# Sanctioned Obedience Matches



## Mighty Casey and Samson's Mom (Jul 16, 2008)

In Canada a sanction match is run under the exact same rules as a trial--no training in the ring, food, encouragement etc. There are no A/B's in sanction matches. You are scored on the same score sheet that would be used in a trial, and the person judging is usually a certified judge or someone who has almost qualified. The specifics are in the CKC rule book--they would probably be in the AKC obedience rules too.
A lot of people don't like sanction matches because they can't correct in the ring. I like to use them to "test" before trials.


----------



## Loisiana (Jul 29, 2009)

Just going on memory here....A is pretty much run just like a trial. B you are allowed verbal corrections. I believe it also states that a judge may decide to let you redo an exercise in B.

I pretty much steer clear of sanctioned matches. I want more flexibility.


----------



## FlyingQuizini (Oct 24, 2006)

Hmmm.... yeah, that's about what I was thinking... and it's also why I don't do sanctioned matches. I want the flexibility and have no need to do an entire ring performance and not have it count! When I go to a match, I generally have a couple things I want to work on. Bummer. There's one on this one weekend I happen to have off. Oh well. Maybe I'll go and train around the edges.


----------



## hotel4dogs (Sep 29, 2008)

in AKC there are sanctioned A, B, AND C matches. I know this only because the past weekend there was a sanctioned C match. 
Sanctioned A matches are run just like a regular show with the same rules about food, collars, training in the ring, etc. 
Sanctioned B matches are a bit more casual, and it's up to the sponsoring club to specify what will and will not be allowed.
I haven't got a clue what a sanctioned C match is, except that I think it always accompanies a regulation show.
In all sanctioned matches, there are rules about dogs already having a CDX and or UD not being able to compete for prizes, which have to be awarded in a sanctioned A match, and can be if the sponsoring club chooses to in a sanctioned B match.


----------



## hotel4dogs (Sep 29, 2008)

It really depends on the club. It might be worth asking about it either in advance or when you get there. Sometimes the judge will just let you "NQ" right away and then pretty much do your own thing, as long as you are not extreme.




FlyingQuizini said:


> Hmmm.... yeah, that's about what I was thinking... and it's also why I don't do sanctioned matches. I want the flexibility and have no need to do an entire ring performance and not have it count! When I go to a match, I generally have a couple things I want to work on. Bummer. There's one on this one weekend I happen to have off. Oh well.
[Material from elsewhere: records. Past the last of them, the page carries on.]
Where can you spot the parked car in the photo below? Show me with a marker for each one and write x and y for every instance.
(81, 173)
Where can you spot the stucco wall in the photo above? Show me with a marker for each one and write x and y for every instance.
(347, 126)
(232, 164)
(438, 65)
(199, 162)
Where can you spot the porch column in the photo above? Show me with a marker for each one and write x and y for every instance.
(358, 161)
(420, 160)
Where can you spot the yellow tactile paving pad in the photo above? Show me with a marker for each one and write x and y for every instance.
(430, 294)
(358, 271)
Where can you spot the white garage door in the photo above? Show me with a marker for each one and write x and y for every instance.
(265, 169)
Maybe I'll go and train around the edges.


----------



## FlyingQuizini (Oct 24, 2006)

The flier just says Sanctioned Obedience Match - doesn't even say what kind! I'll have to investigate. I think I heard that the judge is someone I know of from another obedience Club, so maybe I'll email and ask her directly.
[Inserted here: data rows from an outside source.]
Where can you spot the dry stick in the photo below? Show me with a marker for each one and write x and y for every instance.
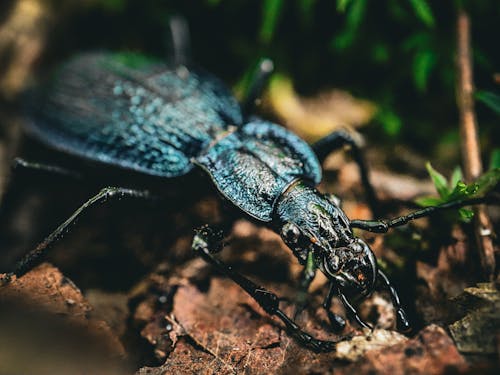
(469, 141)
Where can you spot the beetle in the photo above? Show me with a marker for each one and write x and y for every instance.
(165, 119)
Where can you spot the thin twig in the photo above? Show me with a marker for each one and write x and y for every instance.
(470, 148)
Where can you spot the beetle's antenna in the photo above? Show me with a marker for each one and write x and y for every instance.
(179, 41)
(402, 319)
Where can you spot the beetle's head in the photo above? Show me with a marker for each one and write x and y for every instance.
(353, 268)
(312, 223)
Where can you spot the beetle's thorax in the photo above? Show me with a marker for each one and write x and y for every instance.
(322, 224)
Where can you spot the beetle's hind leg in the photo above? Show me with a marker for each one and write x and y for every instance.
(206, 242)
(382, 226)
(35, 256)
(336, 141)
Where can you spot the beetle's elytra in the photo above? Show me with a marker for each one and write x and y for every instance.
(140, 114)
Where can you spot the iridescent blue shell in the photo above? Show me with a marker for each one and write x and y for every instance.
(136, 113)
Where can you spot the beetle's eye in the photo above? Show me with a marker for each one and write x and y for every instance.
(290, 233)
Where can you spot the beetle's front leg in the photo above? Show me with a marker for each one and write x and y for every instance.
(336, 321)
(206, 242)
I mostly want to work ring entances, as that's where Quiz is silly and maybe groups depending on what other dogs are there.


----------



## Loisiana (Jul 29, 2009)

C match is pretty much the same thing as a "fun match" or "show and go." No scoring. But usually if a club is giving a C match they would be sure to make that clear to the exhibitors, instead of just refering to it as a sanctioned match. 

You can always talk to the judge ahead of time and see what they will or won't allow.


----------



## GoldenSail (Dec 30, 2008)

Wait--so can you correct with a C match? What is allowable? There is a match coming up and I am debating about entering Scout but if there is no training then it would not be worth it since she is still green.

Great topic to bring up!


----------



## GoldenSail (Dec 30, 2008)

Oh wait, found it on the entry form for the Plan C match

"This match is an excellent opportunity to work/play your dog through the
exercises AND to tell the judge what you want to do in the ring!
-Dogs are not limited by title to which class they may enter.
-No scoring or evaluation unless requested.
-Training aids such as treats or toys may be taken into the ring.
-Corrections are allowed but shall be limited to verbal corrections or
gentle guiding of the dog.
-Exhibitor may enter a class more than once, but any 2nd runthrough
shall be delayed until all first run-throughs are completed.
-Sits and downs will be performed in a ring separate from the
individual exercises.
-No ribbons, placements or trophies shall be awarded.
-Additional run-throughs of same class $3.00 each day of match."


----------



## BayBeams (Jan 3, 2010)

I went to a sanctioned GR match 2 weeks ago at Gabrielino. The club pretty much decided to "relax" the rules and allowed food, toy, training aides and whatever. Those that wanted to could go for a score to determine placements.


----------